Wednesday, June 5, 2024

The AI Business Stack

Most observers probably expect that artificial intelligence will produce some combination of new features for existing functions (image processing, speech to text, language translation, summarization, search, content creation, editing, shopping, research) as well some new use cases that could well produce entirely-new firms, industries and revenue streams. 


It is logical that AI will be used to improve existing products such as Apple’s Siri or Google search, by making existing functions “smarter and faster.”


But entirely-new firms and industries are more likely to be built, one might argue, in a different way, using AI agents, which arguably are better at tasks where lots of unstructured data and relationships between data are involved. 

source: Ark Invest 


To use an analogy, think of the difference between random access memory and sequential access memory. In the early days of the personal computer, that difference was between disk drives and tape drives. 


Or think of programmed processors such as application-specific integrated circuits or field-programmable gate arrays, versus general-purpose central processing units. 

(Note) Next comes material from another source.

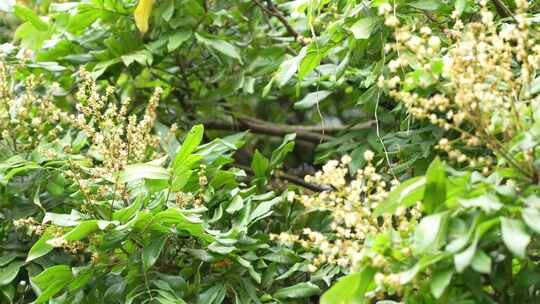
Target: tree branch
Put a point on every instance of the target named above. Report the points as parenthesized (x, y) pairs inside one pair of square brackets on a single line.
[(314, 134), (273, 11), (291, 178), (502, 10)]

In the pre-recorded music use case, think of tape drives versus compact discs or streaming delivery. While it is possible to pick a single song off a tape, there is substantial winding or rewinding time. With CD or streaming access, there is little to no navigation required, to say nothing of the “discovery of content” function. 

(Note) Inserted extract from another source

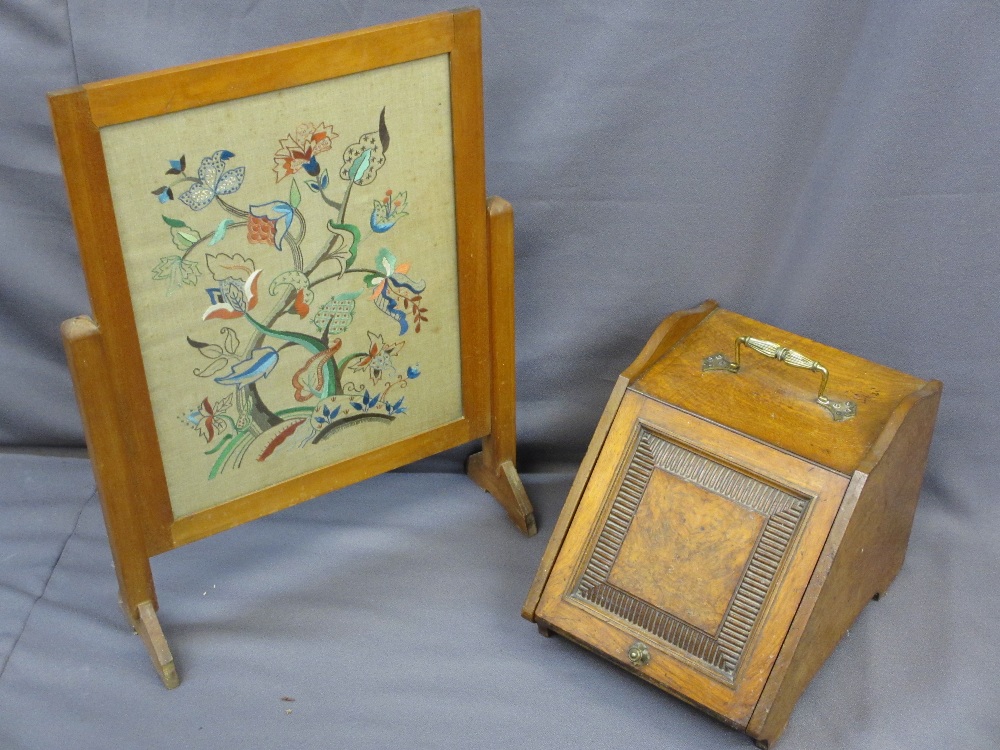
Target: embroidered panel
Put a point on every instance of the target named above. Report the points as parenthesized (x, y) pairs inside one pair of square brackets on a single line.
[(292, 267)]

Other similar analogies are possible. Think of live or pre-recorded linear television (broadcast or streamed) versus on-demand video, where one experience is scheduled and linear; the other built on-demand access allowing users to skip around a catalog to make choices. 


The point is that AI agents might resemble general-purpose CPUS instead of ASICs; random access memory; on-demand audio or video: allowing unstructured operations using unstructured and structured data for unexpected tasks. 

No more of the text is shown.